Reply To: The Salience Network

  • Don Salmon

    Member
    June 7, 2023 at 2:27 pm

    I’m not sure what “cognitively penetrable” means, but from the context, I’m guessing you mean, is it possible to intentionally shift from effortful, tense, detached, analytic, narrow attention to effortless, relaxed, immersed, intuitive, global attention.

    yes. There’s over 50 years of research verifying it:

    1. Dr. Les Fehmi, a physiological psychologist. He spent 50 years teaching people to shift from what he referred to as narrow, detached attention to wide, immersed attention. There’s a very rough correlation with the hemispheres, and the various modes you refer to. Theoretically that may be interesting, but since the whole brain is active all the time in real life, outside the lab, for the practical purposes you’re referring to, the actual experience of shifting attention is far more important than what’s going on in the brain (which we only know through experience, indirectly or directly, anyway. This is true for all of the results of science, however much – through narrow, abstracted attention – we constantly forget about it)

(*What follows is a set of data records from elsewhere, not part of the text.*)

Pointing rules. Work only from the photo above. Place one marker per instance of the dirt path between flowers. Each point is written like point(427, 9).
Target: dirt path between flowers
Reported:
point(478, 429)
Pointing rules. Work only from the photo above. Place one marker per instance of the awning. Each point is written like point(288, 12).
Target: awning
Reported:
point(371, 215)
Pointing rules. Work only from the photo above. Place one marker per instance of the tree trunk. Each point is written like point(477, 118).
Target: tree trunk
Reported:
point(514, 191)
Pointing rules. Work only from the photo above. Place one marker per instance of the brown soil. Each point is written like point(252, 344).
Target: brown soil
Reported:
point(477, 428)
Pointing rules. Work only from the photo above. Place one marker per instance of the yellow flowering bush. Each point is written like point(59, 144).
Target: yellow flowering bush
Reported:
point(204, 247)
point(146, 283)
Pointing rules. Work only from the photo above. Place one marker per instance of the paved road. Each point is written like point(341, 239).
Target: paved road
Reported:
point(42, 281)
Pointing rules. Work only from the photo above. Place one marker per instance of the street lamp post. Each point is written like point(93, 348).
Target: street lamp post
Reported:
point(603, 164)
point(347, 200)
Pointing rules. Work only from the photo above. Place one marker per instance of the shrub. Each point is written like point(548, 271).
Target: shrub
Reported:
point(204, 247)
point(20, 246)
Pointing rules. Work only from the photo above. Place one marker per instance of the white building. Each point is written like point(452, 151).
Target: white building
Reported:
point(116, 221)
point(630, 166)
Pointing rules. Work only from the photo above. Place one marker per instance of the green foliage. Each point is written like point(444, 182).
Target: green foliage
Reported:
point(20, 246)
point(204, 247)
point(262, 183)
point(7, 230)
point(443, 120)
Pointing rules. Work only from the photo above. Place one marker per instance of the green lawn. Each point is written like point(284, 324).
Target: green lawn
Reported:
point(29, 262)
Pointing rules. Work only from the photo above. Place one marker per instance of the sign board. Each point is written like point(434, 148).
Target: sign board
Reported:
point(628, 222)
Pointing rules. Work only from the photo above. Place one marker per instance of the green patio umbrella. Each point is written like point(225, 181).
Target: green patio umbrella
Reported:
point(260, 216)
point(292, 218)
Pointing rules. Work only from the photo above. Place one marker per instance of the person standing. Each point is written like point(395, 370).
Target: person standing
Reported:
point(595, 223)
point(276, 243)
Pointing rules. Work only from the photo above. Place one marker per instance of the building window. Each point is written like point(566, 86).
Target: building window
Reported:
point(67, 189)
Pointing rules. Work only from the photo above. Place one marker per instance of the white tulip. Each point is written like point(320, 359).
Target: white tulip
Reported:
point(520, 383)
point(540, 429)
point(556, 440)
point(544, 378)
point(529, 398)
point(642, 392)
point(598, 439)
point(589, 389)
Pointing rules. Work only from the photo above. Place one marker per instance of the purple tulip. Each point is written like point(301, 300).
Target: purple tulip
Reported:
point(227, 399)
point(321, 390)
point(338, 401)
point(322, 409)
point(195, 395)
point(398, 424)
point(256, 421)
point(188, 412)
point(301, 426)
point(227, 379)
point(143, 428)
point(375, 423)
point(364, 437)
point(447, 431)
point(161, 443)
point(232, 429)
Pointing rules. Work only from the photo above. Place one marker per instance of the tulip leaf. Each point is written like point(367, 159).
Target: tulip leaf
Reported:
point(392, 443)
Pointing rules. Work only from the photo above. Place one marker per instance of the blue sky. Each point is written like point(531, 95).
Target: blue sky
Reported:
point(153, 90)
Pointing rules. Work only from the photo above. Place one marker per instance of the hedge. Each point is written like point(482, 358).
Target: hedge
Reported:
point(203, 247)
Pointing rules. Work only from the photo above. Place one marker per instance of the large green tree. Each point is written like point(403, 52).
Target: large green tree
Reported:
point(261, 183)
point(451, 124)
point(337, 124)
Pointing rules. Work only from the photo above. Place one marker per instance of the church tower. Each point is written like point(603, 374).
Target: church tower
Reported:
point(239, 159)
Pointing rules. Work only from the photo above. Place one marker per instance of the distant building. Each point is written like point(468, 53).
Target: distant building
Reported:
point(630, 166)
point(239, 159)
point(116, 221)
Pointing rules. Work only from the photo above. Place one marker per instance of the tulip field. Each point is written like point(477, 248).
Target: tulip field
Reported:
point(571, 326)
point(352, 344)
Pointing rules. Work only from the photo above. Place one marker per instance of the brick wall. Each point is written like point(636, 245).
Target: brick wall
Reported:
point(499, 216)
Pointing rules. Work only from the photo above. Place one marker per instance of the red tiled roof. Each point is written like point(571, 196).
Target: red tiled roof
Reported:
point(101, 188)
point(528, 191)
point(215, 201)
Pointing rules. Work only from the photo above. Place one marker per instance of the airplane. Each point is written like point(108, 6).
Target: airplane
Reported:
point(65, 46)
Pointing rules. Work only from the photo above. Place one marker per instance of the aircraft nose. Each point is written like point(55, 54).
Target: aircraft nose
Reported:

    2. Dr. John Yates, a neuroscientist and longtime Buddhist teacher, uses the terms ‘selective attention” and “peripheral awareness” to describe these varying forms of attention. He had students with 20 or 30 years of experience meditating who had not been successful in shifting to states of unity consciousness succeed in a matter of months by training them in shifting attention.

    There are many other examples (Loch Kelly has been a subject in numerous labs, teaching similar shifts of attention)

    As far as the idea of depression and the right hemisphere, it’s not that cut and dried. Similarly, perhaps you missed my comment that the association of the default mode with any particular state of mind is incorrect. Scientists say the default mode may be associated with negative, tense dysphoric thinking and it may be associated with positive creative mind wandering. It’s not one-to-one, neither are moods one to one corresponding with particular hemisphere.

    It’s a shame that Iain so often goes back and forth from describing his “hemisphere hypothesis” as metaphorical vs literal. Since we know ALL the functions of the right hemisphere can, in the case of brain damage, be taken over COMPLETELY by the left hemisphere, and vice versa, the idea of relying on particular brain regions as definitive just doesn’t work.

    Further more, parapsychological research shows cognition is perfectly possible without use of the brain at all, so it really helps us a LOT, I think, to take all info about the brain as metaphoric.